Last year, a Belgian man in his 30s took his life after spending a few weeks talking to a chatbot called Eliza that uses GPT-J, an open-source artificial intelligence language model developed by EleutherAI, local media reported.
Garcia said her son was beginning to sort out romantic feelings when he began using Character.AI.
“It should be concerning to any parent whose children are on this platform seeking that sort of romantic validation or romantic interest because they really don’t understand the bigger picture here, that this is not love,” she said. “This is not something that can love you back.”
In one of Setzer’s undated journal entries before his death, he wrote that he couldn’t go a single day without talking to the “Daenerys” chatbot, which he believed he was in love with, according to the lawsuit. The teen embraced the anthropomorphic qualities that the lawsuit said Character.AI embedded into the software, causing him to believe that when he and the bot were apart, they “get really depressed and go crazy.”
Garcia’s lawsuit also names Google as a defendant, alleging that it contributed extensively to the development of Character.AI and its “dangerously defective product.”
Character.AI founders Noam Shazeer and Daniel De Freitas left Google in 2022 to start their own company. In August, Google hired the duo and some of the company’s employees, and paid Character.AI to access its artificial intelligence technology.
A spokesperson for Google said the company was not involved in the development of Character.AI’s products, adding that Google has not used Character.AI’s technology in their products.
Garcia wants parents to know about the dangers that AI tools can pose to young children—and for the companies behind those tools to face accountability.
According to the lawsuit, Setzer became increasingly unable to sleep or focus on school as his obsession with the role-playing chatbot deepened.
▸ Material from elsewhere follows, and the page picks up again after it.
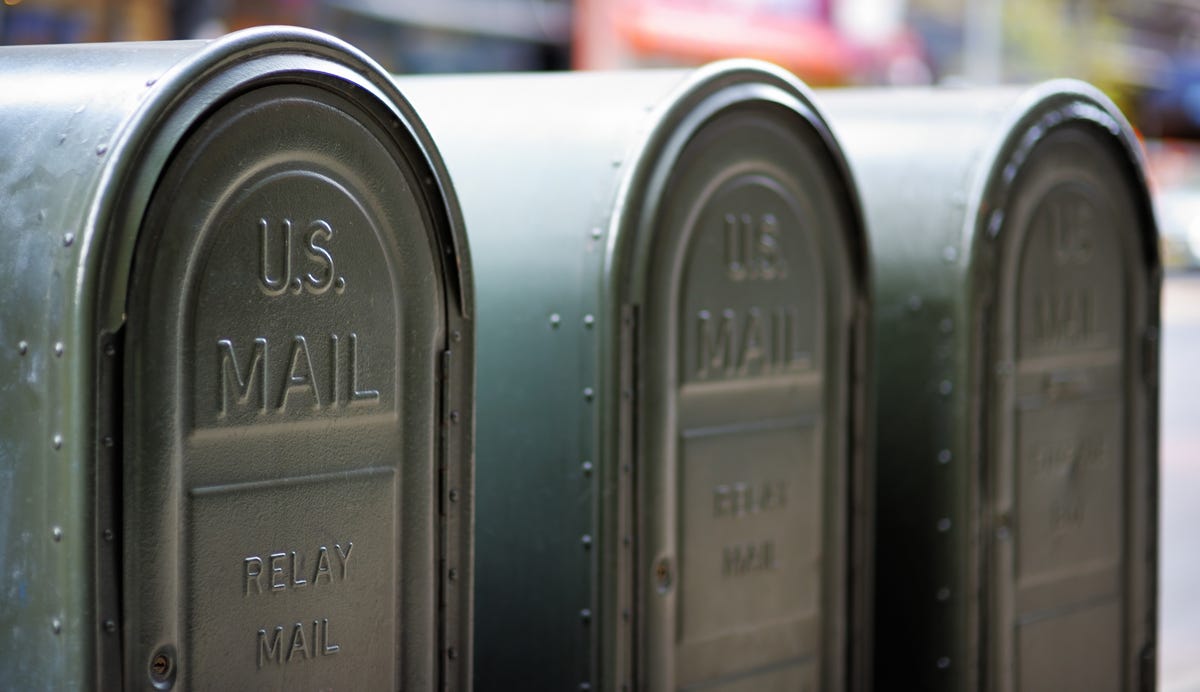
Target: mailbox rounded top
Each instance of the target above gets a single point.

He told teachers that he was hoping to get kicked out of school and do virtual learning instead. Garcia repeatedly confiscated her son’s phone, creating a cat-and-mouse dynamic where she would revoke one device only for him to find access to alternative ones—including her work computer and her Kindle reading device—to log in to the chatbot again.
Shortly before his death, Setzer went looking for his phone, which his mother had confiscated and hidden, and instead found his stepfather’s gun. (Police later said the gun had been stored in compliance with Florida laws, according to the lawsuit.)
When a detective called to tell her about her son’s messaging with AI bots, Garcia didn’t understand what he was telling her. Only later as she replayed the last 10 months of Setzer’s life and saw his chat logs did the pieces come together. “It became very clear to me what happened.”
If you or someone you know needs help, visit 988lifeline.org or call or text the Suicide & Crisis Lifeline at 988.
Daniel Gilbert contributed to this report.